Uma surpresa desagradável - sobre a entrevista dada ao 'Público' por Ulisses Garrido
A entrevista que Ulisses Garrido deu ao Público no passado dia 20 de Julho irritou-me. Porquê? Porque o Garrido por palavras e actos, no decurso da preparação do Forum, sempre teve uma atitude diferente, não sectária. Não embarcou nos vários truques, golpes e habilidades com que alguns ao longo dos meses nos foram brindando, fazendo perder um tempo precioso. Ao ler as respostas do Ulisses, fico com a sensação (desagradável) de que ele está a enviar sinais de fumo, numa espécie de autocrítica muito comum nos sectários.
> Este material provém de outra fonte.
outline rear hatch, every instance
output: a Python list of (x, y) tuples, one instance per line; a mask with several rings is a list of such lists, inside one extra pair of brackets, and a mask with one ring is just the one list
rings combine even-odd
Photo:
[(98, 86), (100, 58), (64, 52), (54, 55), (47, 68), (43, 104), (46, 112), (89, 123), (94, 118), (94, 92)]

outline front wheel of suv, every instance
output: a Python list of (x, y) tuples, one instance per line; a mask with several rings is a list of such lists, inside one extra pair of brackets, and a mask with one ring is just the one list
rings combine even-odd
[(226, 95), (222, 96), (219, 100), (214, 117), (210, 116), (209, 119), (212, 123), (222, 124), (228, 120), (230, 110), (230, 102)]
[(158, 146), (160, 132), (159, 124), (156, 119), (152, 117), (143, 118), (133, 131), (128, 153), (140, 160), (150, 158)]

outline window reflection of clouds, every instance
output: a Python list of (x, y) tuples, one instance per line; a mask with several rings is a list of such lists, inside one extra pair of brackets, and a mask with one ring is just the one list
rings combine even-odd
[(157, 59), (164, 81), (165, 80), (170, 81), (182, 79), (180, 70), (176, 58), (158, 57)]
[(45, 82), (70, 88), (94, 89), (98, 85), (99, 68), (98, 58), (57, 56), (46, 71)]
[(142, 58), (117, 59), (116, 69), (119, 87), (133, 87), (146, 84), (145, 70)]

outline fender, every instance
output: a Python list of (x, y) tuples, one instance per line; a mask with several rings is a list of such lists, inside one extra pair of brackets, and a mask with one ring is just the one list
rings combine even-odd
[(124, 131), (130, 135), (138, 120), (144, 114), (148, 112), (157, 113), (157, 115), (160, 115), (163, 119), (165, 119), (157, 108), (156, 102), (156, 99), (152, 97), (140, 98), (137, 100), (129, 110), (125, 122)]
Afirmar que a ruptura da manifestação foi culpa de todos é no mínimo confundir as situações, o que, longe de ajudar, só amplia as desconfianças. Todos quantos participaram nas mais de quinze longas horas de discussão, ao longo de três sessões, para se tentar conseguir o acordo sobre a ordem da manifestação, sabem que o PCP se recusou até ao fim a aceitar desfilar conjuntamente com os outros partidos no fim do cortejo, como se recusou até ao fim a indicar o lugar onde aceitaria manifestar-se. «Os nossos militantes gostam de se manifestar com a nossa bandeira e não os podemos impedir de se espalharem pela manifestação», afirmou o Ângelo Alves, membro do CC do PCP.
Este tipo de conversa sempre foi intolerável. Hoje, é absurda. Tudo isto se passou com a cumplicidade dos representantes da União de Sindicatos de Lisboa da CGTP. Só esta atitude determinou que um leque muito variado de organizações se reunissem para dar resposta a esta golpada, organizando uma manifestação separada. E foram estas organizações que convidaram todos os partidos (menos o PCP, naturalmente) a integrar o fim do nosso cortejo.
A este propósito, alcunhar as associações ecologistas de «fundamentalistas» porque não estiveram, nem estarão, de acordo com este tipo de práticas não é bonito e também não ajuda a resolver os problemas da desconfiança. Além de mais, o termo «fundamentalista» faz lembrar a linguagem do Império, a propósito de outras guerras.
Tomo nota ainda da receita do entrevistado para resolver o problema do «brilho das personalidades»: com mais personalidades. Não será de fazermos um esforço para trazermos mais associações, mais sindicatos, mais jovens, mais mulheres, mais imigrantes, e batermo-nos todos para que se respeitem os critérios que livremente aceitamos, dando um lugar de destaque aos jovens, às mulheres, e principalmente às vítimas do sistema, por exemplo, os desempregados?
Caro Garrido, não é necessário afirmares que o Fórum não é um movimento dos movimentos, só porque o Avante diz que não é. Não confundas o Avante com a Bíblia, mesmo em tempo de Congresso. A entrevista que deste, além de mais divisionista do que aquilo que o PC censura aos jornais, é um modelo acabado do remédio para afastar todos quantos não estão dispostos a aturar as práticas do sectarismo. Por isso uso esta via para te responder. Medita nesta questão em tempo de Congresso.